Fig.5 nongkrongでリム・ソクチャンリナ《包まれた未来2》2019年(手前)と廣瀬智央《無題》2022年(奥)を展示した「種を蒔く」展(紀南アートウィーク実行委員会提供)
こうやって自らのコレクションを用いた展覧会のキュレーティングを委譲する姿勢は、単に薮本が尾崎を友人として信頼しているというだけではなく、彼が経営者としてさまざまな人を信頼し事業を展開してきたこととも無関係ではないのだろう。すべて自分でコントロールすることは不可能と実感しているからこそ、他者を統治しようとたりコントロールするのではなく全面的に委ねることができ、それによって新鮮で無二の体験の場を生み出したことは目から鱗であった。
コレクションとキュレーティングの深化へ向けて
アウラとして薮本が収集した作品は質が高く素晴らしいものが非常に多い。クヮイ・サムナンだけでなく、アリン・ルンジャーンやアピチャッポン・ウィーラセタクルなど世界的に活躍する東南アジアの作家たちから、タイキ・サクシピットやティタ・サリナ、トゥアン・マミのような活躍を広げる中堅の作家たち、それに新世代として頭角を表しているリム・ソクチャンリナやチュオン・コン・トゥンなど、世代も幅広くバランスもよい。紀南AWはこのコレクションが中核にあるからこそ、新作制作やレジデンスをする作家たちは自由に実験的な表現に取り組むことができ、自ずと展覧会に幅と厚みが出て観客の満足度も高くなる。例えば、久保寛子はこれまでの大掛かりな屋外彫刻作品から一転して、鉄製の眼の彫刻を風景に挿入する全く新しい試みをしていたし、田辺在住の杵村直子は絵画教室の実践とつながる作品や絵画を元にした屋外でのターポリン出力作品などをのびやかに展開した。安定したコレクションとチャレンジングな新作のコントラストは展覧会に奥行きや深みを与えていた。
久保寛子《森の目》2024年(筆者撮影)
杵村直子《つながりのかたち》2024年(筆者撮影)
素晴らしいアウラのコレクションではあるが、私が全く理解できなかったり、圧倒的に知らない未知の作家や作品は現状ではあまりないように見受けられた。私は多少東南アジアの状況は親しみを持っているものの、コロナ禍以降は一度も彼の地を訪れる機会がなく、現在の東南アジアのアートの状況には疎くなった人間である。

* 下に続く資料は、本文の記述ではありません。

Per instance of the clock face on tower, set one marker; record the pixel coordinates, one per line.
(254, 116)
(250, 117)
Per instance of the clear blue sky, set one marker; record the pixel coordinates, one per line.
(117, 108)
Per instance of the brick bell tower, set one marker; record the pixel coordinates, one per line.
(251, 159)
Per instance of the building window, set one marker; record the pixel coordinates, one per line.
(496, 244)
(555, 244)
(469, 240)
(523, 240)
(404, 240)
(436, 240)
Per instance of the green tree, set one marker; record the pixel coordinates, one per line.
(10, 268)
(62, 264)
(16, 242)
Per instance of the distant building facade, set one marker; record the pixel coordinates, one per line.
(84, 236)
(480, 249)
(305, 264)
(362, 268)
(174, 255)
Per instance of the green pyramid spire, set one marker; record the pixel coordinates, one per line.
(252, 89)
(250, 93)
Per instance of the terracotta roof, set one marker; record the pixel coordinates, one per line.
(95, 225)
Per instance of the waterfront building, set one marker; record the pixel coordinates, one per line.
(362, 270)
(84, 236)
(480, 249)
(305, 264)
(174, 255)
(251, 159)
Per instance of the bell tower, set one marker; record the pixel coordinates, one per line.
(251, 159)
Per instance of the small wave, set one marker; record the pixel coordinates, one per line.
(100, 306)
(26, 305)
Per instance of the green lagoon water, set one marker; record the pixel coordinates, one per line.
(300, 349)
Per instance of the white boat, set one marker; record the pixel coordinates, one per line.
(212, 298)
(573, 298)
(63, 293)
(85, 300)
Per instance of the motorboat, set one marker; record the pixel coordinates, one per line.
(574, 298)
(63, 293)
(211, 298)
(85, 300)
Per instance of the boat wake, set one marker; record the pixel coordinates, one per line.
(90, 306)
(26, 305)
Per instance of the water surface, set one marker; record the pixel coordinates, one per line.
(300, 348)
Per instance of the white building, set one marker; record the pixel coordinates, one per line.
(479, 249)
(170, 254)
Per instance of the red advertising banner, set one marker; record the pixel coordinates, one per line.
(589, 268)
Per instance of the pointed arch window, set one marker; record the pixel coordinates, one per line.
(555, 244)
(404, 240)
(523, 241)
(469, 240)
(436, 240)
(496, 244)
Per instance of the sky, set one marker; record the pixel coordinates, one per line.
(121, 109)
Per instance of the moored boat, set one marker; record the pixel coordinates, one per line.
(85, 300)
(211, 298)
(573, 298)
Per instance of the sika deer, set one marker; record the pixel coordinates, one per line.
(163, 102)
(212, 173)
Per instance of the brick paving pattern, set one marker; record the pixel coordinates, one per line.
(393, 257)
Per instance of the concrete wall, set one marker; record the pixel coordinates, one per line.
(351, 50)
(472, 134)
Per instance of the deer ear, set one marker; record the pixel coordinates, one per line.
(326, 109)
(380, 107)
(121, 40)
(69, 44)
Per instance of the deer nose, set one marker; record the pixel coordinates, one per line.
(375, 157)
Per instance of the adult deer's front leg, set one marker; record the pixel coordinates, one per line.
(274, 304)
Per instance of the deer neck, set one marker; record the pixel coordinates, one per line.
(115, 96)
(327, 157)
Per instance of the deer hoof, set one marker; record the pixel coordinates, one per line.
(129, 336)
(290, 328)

東南アジアで長い時間を過ごし、展覧会を見るだけでなくさまざまな作家のスタジオを訪れ対話を重ねる薮本なら、私など全く知らない作家とも出会っているだろうし、これからが期待されるまだ評価が定まらない作家や作品を必ず目にしているはずだ。未知の作家たちの活動が薮本の展覧会やコレクションに今後反映されていくことを期待したいし、展覧会で私などの理解を超えた次元の作品をぜひ見せていただきたい。
いずれにしても、薮本は現代美術作品の収集を始めてたった数年で素晴らしコレクションを築いた。それだけでなく助成事業なども手掛け、アートの振興にも貢献している。さらに、この数年はキュレーティング活動を積極的に展開し、紀南AWという芸術祭のディレクションも担っている。ものすごいスピードで目覚ましい実績を積み上げる姿には驚嘆する。人類学に関心をもち、アートと人類学をつなげる取り組みで3年という最小限の時間で博士号も取得しようとしている。この行動力とスピード感は尋常ではない。
この勢いでより精力的に活動を広げてもらいたいと思う一方で、改めて今回の紀南アートウィークのキュレーティングに着目してみると、展覧会を通じてエコロジー、人類学、アナキズム、クィアなど、現在わりと多くの人が注目するワードが散りばめられており、それは同時代性が強いとも言えるのだが、どこか盛り込みすぎで、核となる粘菌性とゾミアからひろがる世界が薄まってしまった勿体無さも感じてしまう。ゾミアについてもう少し直接的に本展とのつながりを感じたいし、粘菌性の大元となる粘菌そのものに薮本がどう出会っているのかあまり理解できなかった。そう考えると、キュレーティングとして掘り下げられる余地はまだありそうだ。そして、それは今後薮本がどこに向かうかとも密接につながっているだろう。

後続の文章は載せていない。